Pop-up era: How temporary stores are changing retail in the Bay Area

By Annie Sciacca
East Bay Times

WWR Article Summary (tl;dr) Temporary pop-up stores are big business this year for small entrepreneurs and even some giant retailers.

East Bay Times

With the holiday season in full swing, pop-up shops seem to be everywhere.

Once primarily a tool for small businesses and entrepreneurs to introduce their products to a market, test out business concepts and make use of empty or underused real estate, these temporary stores are now used even by big retailers like Amazon in an effort to turn retail into an event.

Still, the concept remains an important tool for makers and small businesses to get a toehold in the Bay Area amid the high costs of doing business, and the holiday shopping season is a prime time for them to open.
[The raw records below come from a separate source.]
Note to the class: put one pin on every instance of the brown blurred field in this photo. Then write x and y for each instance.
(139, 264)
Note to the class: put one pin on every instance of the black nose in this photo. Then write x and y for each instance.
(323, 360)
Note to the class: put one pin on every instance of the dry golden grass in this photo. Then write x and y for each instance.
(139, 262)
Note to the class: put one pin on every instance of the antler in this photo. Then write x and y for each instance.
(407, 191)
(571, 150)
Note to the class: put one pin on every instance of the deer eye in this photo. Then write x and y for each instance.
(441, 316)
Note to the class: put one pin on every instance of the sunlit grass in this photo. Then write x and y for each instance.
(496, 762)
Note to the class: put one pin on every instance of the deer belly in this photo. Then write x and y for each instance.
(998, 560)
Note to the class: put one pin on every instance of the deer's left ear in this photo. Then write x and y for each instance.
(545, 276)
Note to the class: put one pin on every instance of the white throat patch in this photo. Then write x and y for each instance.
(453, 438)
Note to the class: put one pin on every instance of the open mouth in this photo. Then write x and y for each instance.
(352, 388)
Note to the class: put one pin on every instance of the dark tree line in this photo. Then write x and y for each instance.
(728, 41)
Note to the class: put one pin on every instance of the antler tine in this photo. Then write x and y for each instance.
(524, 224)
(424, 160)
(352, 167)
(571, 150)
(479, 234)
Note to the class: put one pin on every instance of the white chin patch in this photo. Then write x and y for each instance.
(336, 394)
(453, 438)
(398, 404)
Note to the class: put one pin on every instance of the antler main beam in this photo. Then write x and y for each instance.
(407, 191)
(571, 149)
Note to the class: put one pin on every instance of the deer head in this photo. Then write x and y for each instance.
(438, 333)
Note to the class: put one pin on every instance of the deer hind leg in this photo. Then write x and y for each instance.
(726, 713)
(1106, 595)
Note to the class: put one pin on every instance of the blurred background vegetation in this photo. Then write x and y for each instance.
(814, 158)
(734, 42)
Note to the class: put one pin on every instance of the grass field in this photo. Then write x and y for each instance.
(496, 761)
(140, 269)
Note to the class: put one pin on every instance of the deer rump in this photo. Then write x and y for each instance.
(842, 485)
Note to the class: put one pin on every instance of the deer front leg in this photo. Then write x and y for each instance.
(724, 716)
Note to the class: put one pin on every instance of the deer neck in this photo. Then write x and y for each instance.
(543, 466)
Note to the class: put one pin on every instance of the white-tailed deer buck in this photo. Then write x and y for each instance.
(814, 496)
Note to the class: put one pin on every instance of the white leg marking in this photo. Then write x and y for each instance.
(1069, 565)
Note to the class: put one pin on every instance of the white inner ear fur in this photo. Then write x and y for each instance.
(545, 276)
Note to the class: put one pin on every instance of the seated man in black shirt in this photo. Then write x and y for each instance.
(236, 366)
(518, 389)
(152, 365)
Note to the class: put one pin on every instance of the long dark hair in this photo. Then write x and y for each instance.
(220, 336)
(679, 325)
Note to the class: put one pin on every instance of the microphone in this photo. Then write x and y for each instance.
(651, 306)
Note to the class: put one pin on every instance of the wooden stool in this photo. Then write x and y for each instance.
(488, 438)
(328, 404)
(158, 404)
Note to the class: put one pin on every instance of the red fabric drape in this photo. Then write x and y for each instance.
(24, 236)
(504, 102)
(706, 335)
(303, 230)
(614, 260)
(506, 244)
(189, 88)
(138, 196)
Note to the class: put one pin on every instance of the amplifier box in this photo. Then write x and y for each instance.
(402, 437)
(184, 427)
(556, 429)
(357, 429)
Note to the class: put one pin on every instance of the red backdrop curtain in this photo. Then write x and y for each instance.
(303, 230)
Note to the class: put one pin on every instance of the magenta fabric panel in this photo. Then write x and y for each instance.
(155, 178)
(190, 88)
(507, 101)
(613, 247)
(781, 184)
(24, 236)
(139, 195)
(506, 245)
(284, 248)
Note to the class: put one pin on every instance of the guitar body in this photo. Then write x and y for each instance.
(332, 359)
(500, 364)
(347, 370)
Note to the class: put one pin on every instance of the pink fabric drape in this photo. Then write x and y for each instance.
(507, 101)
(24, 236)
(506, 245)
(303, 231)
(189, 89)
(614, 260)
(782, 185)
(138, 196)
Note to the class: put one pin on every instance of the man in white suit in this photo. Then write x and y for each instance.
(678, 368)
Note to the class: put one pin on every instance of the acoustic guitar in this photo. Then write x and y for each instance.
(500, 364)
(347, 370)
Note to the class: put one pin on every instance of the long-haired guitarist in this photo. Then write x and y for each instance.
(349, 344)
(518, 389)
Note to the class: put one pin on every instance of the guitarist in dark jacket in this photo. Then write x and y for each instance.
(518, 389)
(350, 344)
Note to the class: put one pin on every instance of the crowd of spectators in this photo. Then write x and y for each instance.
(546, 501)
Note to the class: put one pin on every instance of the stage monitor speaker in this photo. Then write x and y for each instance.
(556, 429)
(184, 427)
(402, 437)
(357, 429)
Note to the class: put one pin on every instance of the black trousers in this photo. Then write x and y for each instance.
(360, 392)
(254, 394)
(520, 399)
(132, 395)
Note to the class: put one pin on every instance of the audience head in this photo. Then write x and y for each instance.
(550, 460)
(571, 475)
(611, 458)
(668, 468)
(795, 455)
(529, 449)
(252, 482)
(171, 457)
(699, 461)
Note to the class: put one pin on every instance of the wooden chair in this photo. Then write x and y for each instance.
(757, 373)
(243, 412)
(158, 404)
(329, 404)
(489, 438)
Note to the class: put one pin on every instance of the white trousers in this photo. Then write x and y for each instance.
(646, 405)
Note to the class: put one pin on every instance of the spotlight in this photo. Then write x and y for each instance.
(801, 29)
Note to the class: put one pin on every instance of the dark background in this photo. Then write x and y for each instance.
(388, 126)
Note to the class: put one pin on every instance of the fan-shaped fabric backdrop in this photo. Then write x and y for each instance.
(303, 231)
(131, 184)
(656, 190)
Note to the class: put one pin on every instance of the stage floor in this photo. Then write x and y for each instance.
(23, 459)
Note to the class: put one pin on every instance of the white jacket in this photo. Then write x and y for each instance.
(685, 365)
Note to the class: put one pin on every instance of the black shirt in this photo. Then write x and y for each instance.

That’s the case for Sara Weymouth, who recently opened her new gift store, Lemon, in the form of a temporary pop-up in Danville.

“I think it’s a little bit of testing the market and testing out the shop as a whole,” Weymouth said of her decision to open a pop-up instead of aiming for a more permanent lease.

The pop-up for Lemon, which sells a variety of handmade goods, including baby items, home decor, holiday decorations and toddler furniture, will be open a total of 45 days. While Weymouth said she considered signing a more permanent lease, the temporary pop-up concept appealed to her as a way to test out the new business during the busy shopping season.

Makers and small business owners in the Bay Area have increasingly turned to pop-ups in recent years as a way to gain a physical presence in a market where real estate and other costs of business are high.

San Jose Made, a local organization with a goal of growing the community and visibility of makers, craftspeople and artisan businesses, often organizes events and coordinates pop-ups for its members. It has been working with the Westfield Valley Fair mall for several years in hosting pop-up shops for local makers.